2 . The reaction mixture of claim 1 , further comprising:
c) template.
3 . The reaction mixture of claim 2 , wherein said first oligonucleotide primer further comprises v) a region of complementarity to said template.
4 . The reaction mixture of claim 2 , wherein said second oligonucleotide primer further comprises iii) a region of complementarity to said template.
5 . The reaction mixture of claim 3 , wherein said region of complementarity is greater than 15 bases in length.
6 . The reaction mixture of claim 4 , wherein said region of complementarity is greater than 15 bases in length.
7 . The reaction mixture of claim 1 , wherein second epitope marker is selected from the group consisting of SEQ ID NOS: 5, 6, 7, 8 and 9.
8 . The reaction mixture of claim 2 , wherein said template comprises a region of a gene, said gene selected from the group consisting of the APC gene, the NF1 gene, the NF2 gene, the BRCA1 gene and the BRCA2 gene.
9 . A kit, comprising:
a) a first oligonucleotide primer comprising i) a sequence corresponding to a promoter, ii) a sequence corresponding to a ribosome binding site, iii) a start codon, and iv) a sequence coding for a first epitope marker; and b) a second oligonucleotide primer comprising i) at least one stop codon, and ii) a sequence encoding for a second epitope marker.

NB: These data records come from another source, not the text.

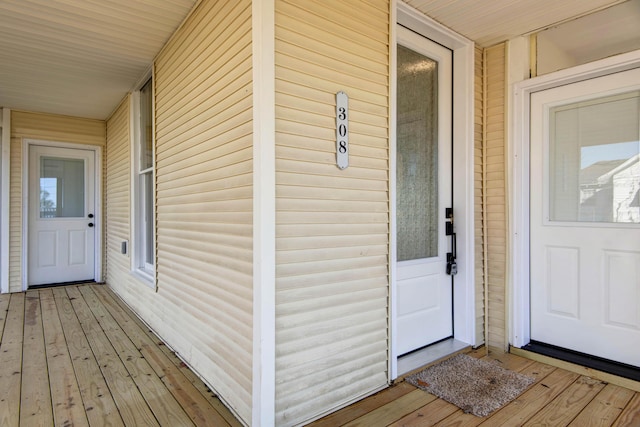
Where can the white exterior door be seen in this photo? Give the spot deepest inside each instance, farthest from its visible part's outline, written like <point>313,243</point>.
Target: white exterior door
<point>423,192</point>
<point>61,246</point>
<point>585,217</point>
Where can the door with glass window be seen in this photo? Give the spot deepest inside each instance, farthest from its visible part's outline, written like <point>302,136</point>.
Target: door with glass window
<point>61,243</point>
<point>423,192</point>
<point>585,217</point>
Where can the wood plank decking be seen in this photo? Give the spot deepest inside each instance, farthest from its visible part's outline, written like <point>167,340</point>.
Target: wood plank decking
<point>558,398</point>
<point>76,356</point>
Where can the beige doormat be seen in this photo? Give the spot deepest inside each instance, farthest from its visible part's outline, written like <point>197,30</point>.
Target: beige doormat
<point>475,386</point>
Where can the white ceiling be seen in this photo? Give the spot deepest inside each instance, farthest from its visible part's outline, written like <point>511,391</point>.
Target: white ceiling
<point>80,57</point>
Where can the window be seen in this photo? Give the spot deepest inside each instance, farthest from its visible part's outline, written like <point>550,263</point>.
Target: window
<point>143,191</point>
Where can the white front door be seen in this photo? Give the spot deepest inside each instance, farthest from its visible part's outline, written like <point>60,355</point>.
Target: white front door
<point>423,191</point>
<point>61,245</point>
<point>585,217</point>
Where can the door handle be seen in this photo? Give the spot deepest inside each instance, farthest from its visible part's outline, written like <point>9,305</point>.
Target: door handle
<point>452,266</point>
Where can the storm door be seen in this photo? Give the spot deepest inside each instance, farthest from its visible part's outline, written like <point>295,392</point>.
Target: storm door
<point>61,245</point>
<point>423,191</point>
<point>585,217</point>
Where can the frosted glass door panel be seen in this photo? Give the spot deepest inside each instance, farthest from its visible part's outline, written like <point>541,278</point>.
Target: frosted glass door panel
<point>594,160</point>
<point>417,156</point>
<point>62,188</point>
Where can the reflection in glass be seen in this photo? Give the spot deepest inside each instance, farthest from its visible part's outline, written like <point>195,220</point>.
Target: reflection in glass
<point>146,126</point>
<point>147,186</point>
<point>61,188</point>
<point>417,156</point>
<point>594,160</point>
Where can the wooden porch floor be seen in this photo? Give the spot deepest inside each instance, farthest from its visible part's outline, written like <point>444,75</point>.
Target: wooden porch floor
<point>77,356</point>
<point>557,398</point>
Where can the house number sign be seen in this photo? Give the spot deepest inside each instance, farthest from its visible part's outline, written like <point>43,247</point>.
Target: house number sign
<point>342,130</point>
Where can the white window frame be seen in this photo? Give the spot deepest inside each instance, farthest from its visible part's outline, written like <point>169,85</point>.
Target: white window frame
<point>139,266</point>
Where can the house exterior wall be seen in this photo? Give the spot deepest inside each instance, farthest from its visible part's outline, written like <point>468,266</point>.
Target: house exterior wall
<point>479,194</point>
<point>46,127</point>
<point>495,210</point>
<point>203,126</point>
<point>332,235</point>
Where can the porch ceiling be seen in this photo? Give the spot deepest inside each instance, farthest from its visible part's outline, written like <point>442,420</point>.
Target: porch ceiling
<point>79,57</point>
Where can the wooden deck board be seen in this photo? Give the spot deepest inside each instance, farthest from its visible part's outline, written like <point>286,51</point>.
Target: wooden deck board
<point>193,402</point>
<point>65,393</point>
<point>97,400</point>
<point>209,396</point>
<point>131,405</point>
<point>605,408</point>
<point>630,415</point>
<point>35,399</point>
<point>11,362</point>
<point>165,408</point>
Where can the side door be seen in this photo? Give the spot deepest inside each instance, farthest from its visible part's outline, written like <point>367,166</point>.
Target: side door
<point>585,217</point>
<point>423,191</point>
<point>61,241</point>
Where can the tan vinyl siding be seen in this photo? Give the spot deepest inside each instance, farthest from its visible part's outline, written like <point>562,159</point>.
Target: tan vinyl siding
<point>478,180</point>
<point>332,225</point>
<point>47,127</point>
<point>118,193</point>
<point>495,194</point>
<point>204,179</point>
<point>203,124</point>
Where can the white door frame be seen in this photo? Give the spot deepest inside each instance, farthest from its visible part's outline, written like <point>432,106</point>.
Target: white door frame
<point>5,165</point>
<point>519,310</point>
<point>97,220</point>
<point>463,195</point>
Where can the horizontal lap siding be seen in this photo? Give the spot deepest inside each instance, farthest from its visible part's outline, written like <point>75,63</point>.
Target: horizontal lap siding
<point>478,158</point>
<point>47,127</point>
<point>332,225</point>
<point>118,194</point>
<point>204,195</point>
<point>495,210</point>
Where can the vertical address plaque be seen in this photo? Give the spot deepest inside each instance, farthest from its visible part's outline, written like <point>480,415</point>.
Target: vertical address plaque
<point>342,130</point>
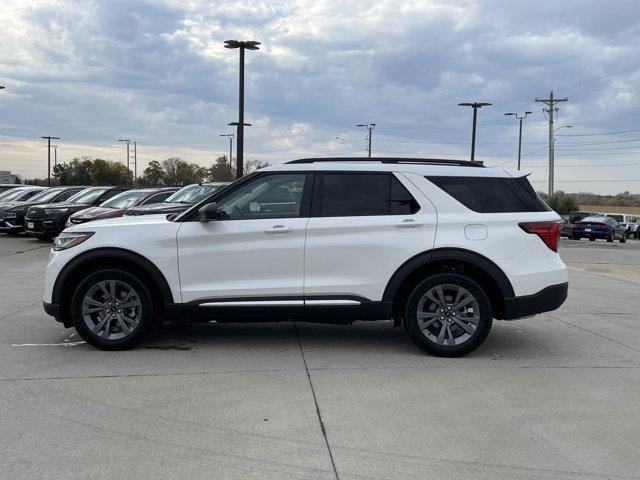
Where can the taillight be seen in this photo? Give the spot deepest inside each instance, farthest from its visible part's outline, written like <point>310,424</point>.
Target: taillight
<point>549,232</point>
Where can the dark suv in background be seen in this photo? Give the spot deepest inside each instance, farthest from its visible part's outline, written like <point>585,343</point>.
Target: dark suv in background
<point>180,201</point>
<point>12,214</point>
<point>118,205</point>
<point>47,221</point>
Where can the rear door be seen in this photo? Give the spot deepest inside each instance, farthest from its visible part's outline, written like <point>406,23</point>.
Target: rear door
<point>363,227</point>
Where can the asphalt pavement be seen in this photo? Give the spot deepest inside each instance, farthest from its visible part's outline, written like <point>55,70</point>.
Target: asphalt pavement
<point>556,396</point>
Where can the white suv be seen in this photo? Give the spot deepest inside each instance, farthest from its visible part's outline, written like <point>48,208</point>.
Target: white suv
<point>442,246</point>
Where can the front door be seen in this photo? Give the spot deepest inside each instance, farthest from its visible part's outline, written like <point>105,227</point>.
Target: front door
<point>254,254</point>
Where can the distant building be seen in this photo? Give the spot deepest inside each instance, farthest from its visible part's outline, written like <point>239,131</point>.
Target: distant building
<point>6,177</point>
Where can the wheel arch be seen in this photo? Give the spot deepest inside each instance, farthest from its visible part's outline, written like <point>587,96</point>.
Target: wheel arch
<point>92,260</point>
<point>491,277</point>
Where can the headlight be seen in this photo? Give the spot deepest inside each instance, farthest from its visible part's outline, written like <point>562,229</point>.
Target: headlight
<point>49,211</point>
<point>70,239</point>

10 . The kit of claim 9 , wherein said first oligonucleotide primer further comprises v) a region of complementarity to a template.
11 . The kit of claim 9 , wherein said second oligonucleotide primer further comprises iii) a region of complementarity to a template.
12 . The kit of claim 10 , wherein said region of complementarity is greater than 15 bases in length.
13 . The kit of claim 11 , wherein said region of complementarity is greater than 15 bases in length.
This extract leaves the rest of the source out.